In a true village all share responsibility for one another. Ubuntu; I am because WE are! In a true village all contribute to the life of the village from their gifts and talents. In a true village all have their role to play whether they be the elder story teller, the teacher of the young, the healer, the farmer, the artist or the dancer of ritual and celebration. In our global village the colour of our skin, the content of our character, the name one attributes to a deity, the size of our bank account or land holding do not matter. What matters is our shared dignity as members of the village; the human family.

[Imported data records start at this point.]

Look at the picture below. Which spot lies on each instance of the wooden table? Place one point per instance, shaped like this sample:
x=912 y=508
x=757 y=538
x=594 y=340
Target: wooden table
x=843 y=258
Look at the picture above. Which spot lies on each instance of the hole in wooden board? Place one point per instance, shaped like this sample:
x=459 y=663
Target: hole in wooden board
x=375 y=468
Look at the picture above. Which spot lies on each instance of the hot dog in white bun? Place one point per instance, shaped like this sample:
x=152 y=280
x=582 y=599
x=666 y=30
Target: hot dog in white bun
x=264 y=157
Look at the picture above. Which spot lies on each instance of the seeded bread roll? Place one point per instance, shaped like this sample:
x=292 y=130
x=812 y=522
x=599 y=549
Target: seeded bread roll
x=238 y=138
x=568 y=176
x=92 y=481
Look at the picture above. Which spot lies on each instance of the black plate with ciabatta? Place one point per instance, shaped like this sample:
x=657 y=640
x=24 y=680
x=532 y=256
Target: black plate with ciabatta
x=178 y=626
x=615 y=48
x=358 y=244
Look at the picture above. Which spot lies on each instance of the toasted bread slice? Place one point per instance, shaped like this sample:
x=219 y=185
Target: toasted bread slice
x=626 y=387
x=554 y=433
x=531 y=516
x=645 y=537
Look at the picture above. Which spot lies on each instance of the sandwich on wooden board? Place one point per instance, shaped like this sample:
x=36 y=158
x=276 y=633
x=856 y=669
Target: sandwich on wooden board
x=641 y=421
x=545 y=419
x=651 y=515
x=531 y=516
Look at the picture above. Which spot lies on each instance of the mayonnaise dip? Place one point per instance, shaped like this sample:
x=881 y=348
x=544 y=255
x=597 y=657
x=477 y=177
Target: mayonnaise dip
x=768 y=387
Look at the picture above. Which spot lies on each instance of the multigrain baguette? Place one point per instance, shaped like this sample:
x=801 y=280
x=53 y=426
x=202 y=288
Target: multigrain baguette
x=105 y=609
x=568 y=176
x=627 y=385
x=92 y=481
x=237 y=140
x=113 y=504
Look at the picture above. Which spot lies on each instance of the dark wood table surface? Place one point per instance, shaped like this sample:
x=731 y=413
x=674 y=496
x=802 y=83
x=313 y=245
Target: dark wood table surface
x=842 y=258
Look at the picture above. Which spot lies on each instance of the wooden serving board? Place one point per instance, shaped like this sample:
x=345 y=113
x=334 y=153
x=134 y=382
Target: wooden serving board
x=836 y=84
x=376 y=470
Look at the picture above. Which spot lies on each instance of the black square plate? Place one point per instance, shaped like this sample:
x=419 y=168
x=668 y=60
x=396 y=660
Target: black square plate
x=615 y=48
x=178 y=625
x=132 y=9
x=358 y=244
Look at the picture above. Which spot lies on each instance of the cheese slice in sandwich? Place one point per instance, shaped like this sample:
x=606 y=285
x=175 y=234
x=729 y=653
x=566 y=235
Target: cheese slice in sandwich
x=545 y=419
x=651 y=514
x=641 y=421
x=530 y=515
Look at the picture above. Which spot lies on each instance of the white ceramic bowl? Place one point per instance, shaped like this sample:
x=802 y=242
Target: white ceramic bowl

And what people in any true village know – and our Indigenous brothers and sisters have known for millennia is that for quality of life for ALL we need to be stewards of the forests and rivers, the grasslands and the reefs, the soil and the air that surround our family and our village for they too are kin.
Difference is Gift
The great invitation and the great paradox is that difference is gift. Difference complements and draws out – completes and makes whole. Difference should not divide. There is no need to fear difference. Difference is simply the mask the ‘other’ wears until we know we share the same journey, the same dreams, the same fears and the same birthright. Then, when we see and when we know, they don’t need their mask and we don’t either.
So as we – brothers and sisters of the same tribe on life’s journey – encounter great struggle – whether it be a pandemic or drought, forest fire or war, the death of an unarmed black man or the child born in a refugee detention centre – we are called to look inward for support and strength – to an ever deeper presence. Then as we find these – we look outward in global sisterhood and brotherhood for the good of all – not least – for our children and grandchildren who will come after us.
One of the greatest things a person can do is to plant a seed that will grow to be a great tree that will one day give share to people they have never known.
All of this can sound so idealistic! Mock not the dreamer – rather – get up each day and in the small and ordinary, the simple and the humble – do your little bit to make your village a home; your home, my home – OUR home. What more nobler a task can we do for the children!